Echoes of a dictatorship
In her latest book, Shock Doctrine, Naomi Klein describes how then-Spanish prime minister Jose Aznar’s reaction to the 2004 Madrid train bombings almost destroyed public support for his party. At the time, Aznar incorrectly and rashly blamed Basque separatists for the bombing and then argued that negotiations were neither possible nor desirable. Instead, he claimed that “only with firmness can we end these attacks.”
Klein wrote of Madrid newspaper editor Jose Soler’s reaction to Aznar’s comments — feelings that many Taiwanese might find resonance with today. Soler explained that “we are still hearing the echoes of Franco.

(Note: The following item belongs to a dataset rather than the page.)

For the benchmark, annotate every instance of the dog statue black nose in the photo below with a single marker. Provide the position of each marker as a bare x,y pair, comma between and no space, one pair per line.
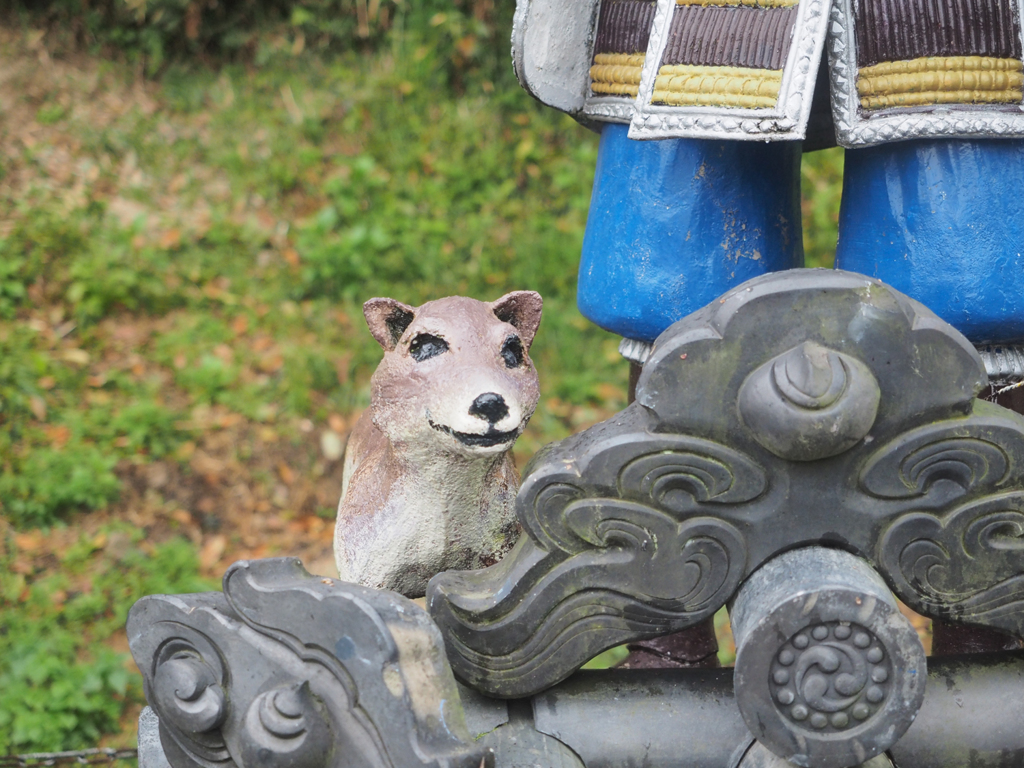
489,406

In every act, in every gesture, in every sentence, Aznar told the people he was right, that he was the owner of the truth and those who disagreed with him were the enemies.” The public seemed to agree with Soler and punished Aznar’s pro-Franco party by handing it a substantial no vote at the ballot box.

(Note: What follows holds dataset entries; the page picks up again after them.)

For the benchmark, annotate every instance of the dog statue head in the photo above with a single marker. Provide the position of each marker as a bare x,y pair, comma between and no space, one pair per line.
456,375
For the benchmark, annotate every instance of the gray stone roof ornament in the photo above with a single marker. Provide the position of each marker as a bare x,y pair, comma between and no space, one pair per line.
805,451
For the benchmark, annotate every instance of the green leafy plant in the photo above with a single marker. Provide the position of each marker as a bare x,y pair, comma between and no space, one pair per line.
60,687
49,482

President Ma Ying-jeou’s (馬英九) attempts to revise historical records in favor of the Republic of China (ROC) on the issue of sovereignty transfer in the Treaty of Taipei are a classic example of Ma telling the public that his spurious reading of international law is right and those who argue Taiwan’s status is undecided — among them the US government — are wrong and interfering in “warming cross-strait relations.”
From the renaming of National Taiwan Democracy Memorial Hall to ordering police to confiscate national flags during a Chinese envoy’s visit, restricting freedom of assembly and attempting to lend legitimacy to the ROC government’s rule over Taiwan, while turning a blind eye to illegal syndicates who harrass and intimidate people who oppose the Ma administration, Taiwanese are hearing echoes of the Chiang Kai-shek (蔣介石) regime.
The Chinese Nationalist Party’s (KMT) near-absolute political control has made it impervious to criticism and led to a feeling of self-righteousness within the party and amongst government officials.
With so many KMT chefs in the kitchen hoping to skim some fat off the soup, there exists a problem of a vacuum of responsibility and accountability at the heart of Taiwan’s democracy that will not be resolved until the president can demonstrate that he has the political capital, for example, to make law enforcement officials more tolerant of his critics.
If the president hopes Taiwanese democracy would be more about substance than appearance, why doesn’t he demand that negotiations with China be carried out in the open rather than in secret?